Pádraig and I discussed the problems we may encounter in regards to peer review and justification of the work; in that the problem area is not well defined, and therefore we might have problems showing why this work is novel, and proving what our contributions are. To that end we need to explore the literature a little more, so we might be able to show a solid justification for the work, or alternatively, change our approach so it fits in better with other, better defined problems.

What sorts of messags are ‘delay tolerant’? Pádraig’s suggestion is that twitter messages, and facebook update messages might be delay tolerant, as a person may not need to receive all messages, and generally only want to get the latest updates, it does not matter if a few are lost along the way.

How do we define the urgency of messages, and the efficiency of the network? Perhaps one type of message can be delivered within 10 time periods, and still be considered to be relevant and within acceptable delivery time, but another message may need to be delivered within 1 time period, to ensure quality of service.

There is a categorisation issue too; where some messages can be considered one-to-one (direct messaging), some one-to-many (twitter update), many to many (local information) and many-to-one (sensor networks). We need to decide which of these we will consider. On this note, I said I would speak to Neil Cowzer, who is working on implicit group messaging, to see what his motivation is, and to see if he has a well defined problem space that he is tackling.
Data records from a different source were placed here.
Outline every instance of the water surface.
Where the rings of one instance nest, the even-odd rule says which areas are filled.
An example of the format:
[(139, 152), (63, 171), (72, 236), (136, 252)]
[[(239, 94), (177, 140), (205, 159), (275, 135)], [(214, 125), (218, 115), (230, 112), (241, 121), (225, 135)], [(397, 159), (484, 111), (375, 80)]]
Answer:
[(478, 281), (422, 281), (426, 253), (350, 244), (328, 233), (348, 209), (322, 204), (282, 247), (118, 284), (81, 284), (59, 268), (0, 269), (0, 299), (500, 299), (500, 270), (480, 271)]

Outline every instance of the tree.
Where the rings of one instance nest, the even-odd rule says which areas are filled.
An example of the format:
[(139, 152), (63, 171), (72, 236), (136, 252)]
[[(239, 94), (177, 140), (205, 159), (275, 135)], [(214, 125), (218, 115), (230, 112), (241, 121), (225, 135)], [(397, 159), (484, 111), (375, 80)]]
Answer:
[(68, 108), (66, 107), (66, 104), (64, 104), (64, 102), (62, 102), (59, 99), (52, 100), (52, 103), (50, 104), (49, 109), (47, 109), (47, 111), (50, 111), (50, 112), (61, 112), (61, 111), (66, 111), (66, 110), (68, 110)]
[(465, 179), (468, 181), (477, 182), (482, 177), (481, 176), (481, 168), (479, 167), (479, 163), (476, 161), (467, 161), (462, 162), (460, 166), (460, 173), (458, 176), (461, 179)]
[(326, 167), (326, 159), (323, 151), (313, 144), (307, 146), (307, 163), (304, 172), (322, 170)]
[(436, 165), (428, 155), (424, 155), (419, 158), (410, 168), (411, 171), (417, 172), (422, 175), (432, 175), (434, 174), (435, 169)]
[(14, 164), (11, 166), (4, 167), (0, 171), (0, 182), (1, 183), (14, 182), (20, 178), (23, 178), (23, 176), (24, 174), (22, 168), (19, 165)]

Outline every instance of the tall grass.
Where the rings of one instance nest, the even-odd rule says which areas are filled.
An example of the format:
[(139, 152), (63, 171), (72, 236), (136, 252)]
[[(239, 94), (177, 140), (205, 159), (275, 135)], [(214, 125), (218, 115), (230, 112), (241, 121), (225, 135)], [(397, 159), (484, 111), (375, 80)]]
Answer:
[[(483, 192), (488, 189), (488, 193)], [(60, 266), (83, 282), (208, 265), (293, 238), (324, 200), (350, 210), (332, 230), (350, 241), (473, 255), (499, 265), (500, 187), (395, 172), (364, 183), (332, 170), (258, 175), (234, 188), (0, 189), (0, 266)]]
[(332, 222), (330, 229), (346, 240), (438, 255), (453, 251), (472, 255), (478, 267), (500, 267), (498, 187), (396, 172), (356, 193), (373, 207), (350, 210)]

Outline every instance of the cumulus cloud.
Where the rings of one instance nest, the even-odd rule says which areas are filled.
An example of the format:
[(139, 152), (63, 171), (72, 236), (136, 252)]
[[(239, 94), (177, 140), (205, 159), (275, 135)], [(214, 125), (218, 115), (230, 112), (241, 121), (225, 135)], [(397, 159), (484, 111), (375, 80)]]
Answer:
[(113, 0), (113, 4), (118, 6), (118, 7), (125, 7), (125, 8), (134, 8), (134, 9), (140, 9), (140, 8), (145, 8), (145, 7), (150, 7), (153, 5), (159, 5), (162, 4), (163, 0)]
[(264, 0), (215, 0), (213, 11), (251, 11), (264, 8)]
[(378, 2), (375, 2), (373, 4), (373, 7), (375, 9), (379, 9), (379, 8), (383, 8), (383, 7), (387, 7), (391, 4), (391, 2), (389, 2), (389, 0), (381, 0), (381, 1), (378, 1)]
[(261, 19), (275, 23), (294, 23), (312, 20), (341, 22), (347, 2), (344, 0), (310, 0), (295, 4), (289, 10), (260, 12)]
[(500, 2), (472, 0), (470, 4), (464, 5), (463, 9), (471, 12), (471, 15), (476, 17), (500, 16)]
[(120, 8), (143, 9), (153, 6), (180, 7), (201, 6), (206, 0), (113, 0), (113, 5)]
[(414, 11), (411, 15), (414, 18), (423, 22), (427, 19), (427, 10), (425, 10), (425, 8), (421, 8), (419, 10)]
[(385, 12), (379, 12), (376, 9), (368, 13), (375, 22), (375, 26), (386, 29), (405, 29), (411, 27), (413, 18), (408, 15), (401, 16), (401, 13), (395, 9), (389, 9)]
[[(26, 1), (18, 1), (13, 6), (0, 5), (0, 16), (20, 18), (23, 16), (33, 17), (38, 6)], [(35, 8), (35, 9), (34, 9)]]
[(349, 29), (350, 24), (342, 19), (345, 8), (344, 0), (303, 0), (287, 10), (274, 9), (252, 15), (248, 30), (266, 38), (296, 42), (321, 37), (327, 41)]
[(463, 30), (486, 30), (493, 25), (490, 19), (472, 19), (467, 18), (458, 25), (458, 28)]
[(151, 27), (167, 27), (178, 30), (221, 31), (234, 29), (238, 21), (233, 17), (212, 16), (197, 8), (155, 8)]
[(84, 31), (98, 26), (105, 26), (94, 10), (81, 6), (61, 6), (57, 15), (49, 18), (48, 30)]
Another alternative that Pádraig suggested, was looking at social science approach, where we look at the heuristic approaches to routing in complex social networks. Pádraig’s suggestion was that on some networks, we might be able to apply certain routing techniques, which do not work on others. The contribution would be defining, categrorising and testing new and existing combinations of network types and routing mechanisms. This would be an interesting route to take, but would mean a step back in my research, as I would need to do reading into this area. This would link up well with the work of Stanley Milgram, Granovetter and Watts & Strogatz etc. So I should re-read some of this work, but more importantly, take a look at the biggest cited, citing documents, to see where research might be heading now.